Da quel momento cominciò una guerra permanente dei comunisti contro i socialisti, molti dei quali mollarono il loro partito per raggiungere attraverso scissioni quello di Berlinguer, nemico giurato di Craxi. I comunisti avevano fino a quel momento inquinato la legittimità dei finanziamenti al partito attingendo alle casse del Partito comunista sovietico, con la tacita anzi esplicita, anche se illegale, approvazione della democrazia cristiana e di tutti gli altri partiti che si sentirono giustificati a finanziarsi illegalmente per pareggiare le risorse nella competizione elettorale. Io per puro caso scoprii e denunciai il sistema, essendomi imbattuto nelle imprudenti confidenze del braccio destro di Andreotti e ministro della Marina mercantile Franco Evangelisti, passato alla storia con il nomignolo «A Fra' che te serve?». Ma questo accadeva nel 1980 quando ancora tutti i partiti avevano licenza di ruberia a causa dell'impunità concessa al partito comunista. Craxi diventò il pericolo numero uno, l'uomo da uccidere e da abbattere per le sue fermissime posizioni antisovietiche specialmente per la faccenda degli «euromissili», quando i sovietici schierarono i minacciosi SS20 a testata tripla con propositi aggressivi e i comunisti non volevano che gli americani schierassero i loro missili da crociera. Craxi, con Spadolini e Cossiga, vinse, ma su di lui si abbatté la maledizione giudiziaria e le condanne penali che lo costrinsero a rifugiarsi nell'amica Tunisia dove possedeva una vecchia casa colonica.
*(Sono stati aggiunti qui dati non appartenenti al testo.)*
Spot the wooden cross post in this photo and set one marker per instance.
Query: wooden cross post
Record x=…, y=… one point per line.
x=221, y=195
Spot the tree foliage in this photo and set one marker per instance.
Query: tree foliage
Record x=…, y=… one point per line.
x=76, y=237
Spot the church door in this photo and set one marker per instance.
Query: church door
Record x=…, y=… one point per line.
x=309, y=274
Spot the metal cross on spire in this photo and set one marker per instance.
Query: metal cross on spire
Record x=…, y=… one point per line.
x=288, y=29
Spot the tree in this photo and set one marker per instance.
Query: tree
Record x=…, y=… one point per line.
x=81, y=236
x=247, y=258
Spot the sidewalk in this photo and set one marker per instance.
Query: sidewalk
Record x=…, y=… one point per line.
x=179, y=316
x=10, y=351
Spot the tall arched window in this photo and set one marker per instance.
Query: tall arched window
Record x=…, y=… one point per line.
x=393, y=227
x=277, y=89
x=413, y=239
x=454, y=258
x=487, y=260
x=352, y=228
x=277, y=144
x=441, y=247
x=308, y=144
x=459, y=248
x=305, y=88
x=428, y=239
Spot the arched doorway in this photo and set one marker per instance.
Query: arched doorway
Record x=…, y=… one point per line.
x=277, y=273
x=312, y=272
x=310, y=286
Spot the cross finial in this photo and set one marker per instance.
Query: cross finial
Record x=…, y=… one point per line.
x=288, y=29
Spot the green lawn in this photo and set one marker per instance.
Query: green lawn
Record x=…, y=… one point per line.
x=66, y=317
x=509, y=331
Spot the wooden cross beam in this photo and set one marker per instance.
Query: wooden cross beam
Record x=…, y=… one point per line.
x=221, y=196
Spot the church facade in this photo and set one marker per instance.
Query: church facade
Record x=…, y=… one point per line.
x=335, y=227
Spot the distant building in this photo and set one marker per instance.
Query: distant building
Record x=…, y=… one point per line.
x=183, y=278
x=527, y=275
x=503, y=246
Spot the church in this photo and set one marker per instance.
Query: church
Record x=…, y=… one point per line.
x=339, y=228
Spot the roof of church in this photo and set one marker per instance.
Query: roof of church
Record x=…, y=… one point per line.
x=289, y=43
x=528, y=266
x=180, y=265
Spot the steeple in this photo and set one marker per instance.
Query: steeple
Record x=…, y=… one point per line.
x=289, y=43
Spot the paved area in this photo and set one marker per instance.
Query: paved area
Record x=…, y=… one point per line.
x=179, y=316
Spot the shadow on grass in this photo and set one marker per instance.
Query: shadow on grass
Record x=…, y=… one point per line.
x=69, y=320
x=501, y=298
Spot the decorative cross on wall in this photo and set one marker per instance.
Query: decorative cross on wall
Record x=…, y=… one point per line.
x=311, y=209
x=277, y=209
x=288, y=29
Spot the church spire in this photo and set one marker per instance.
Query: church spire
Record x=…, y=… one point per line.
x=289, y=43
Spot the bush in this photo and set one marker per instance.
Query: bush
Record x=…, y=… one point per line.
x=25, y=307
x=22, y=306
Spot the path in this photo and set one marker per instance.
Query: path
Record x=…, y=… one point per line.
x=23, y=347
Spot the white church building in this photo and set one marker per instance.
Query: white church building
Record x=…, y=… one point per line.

Craxi governò con dignità oggi sconosciuta, ma fu marchiato come criminale e tutti i socialisti tornarono ad essere per i comunisti creature ignobili destinate alla galera a meno che non si fossero ravvedute accostandosi a loro. Craxi morì venti anni fa e noi andammo al suo funerale a Tunisi. Adesso i socialisti che in parlamento sono alleati dei Dem, un tempo sdoganati un Europa proprio da Craxi che offrì loro nome e bandiera, chiedono ai compagni del Nazareno: Allora? Che fate? Venite a celebrare e ricordare riconoscendo in Craxi un grande leader della sinistra o volete seguitare a considerarlo un criminale?

Dopo due decenni il ravvedimento dovrebbe essere indolore, specie per tutti i piddini nati in casa socialista.

Ma la decisione deve ancora essere presa, a pochi giorni ormai dalla data del ricordo di uno dei più gradi patrioti della sinistra democratica italiana, che attende di conoscere le decisioni dei compagni.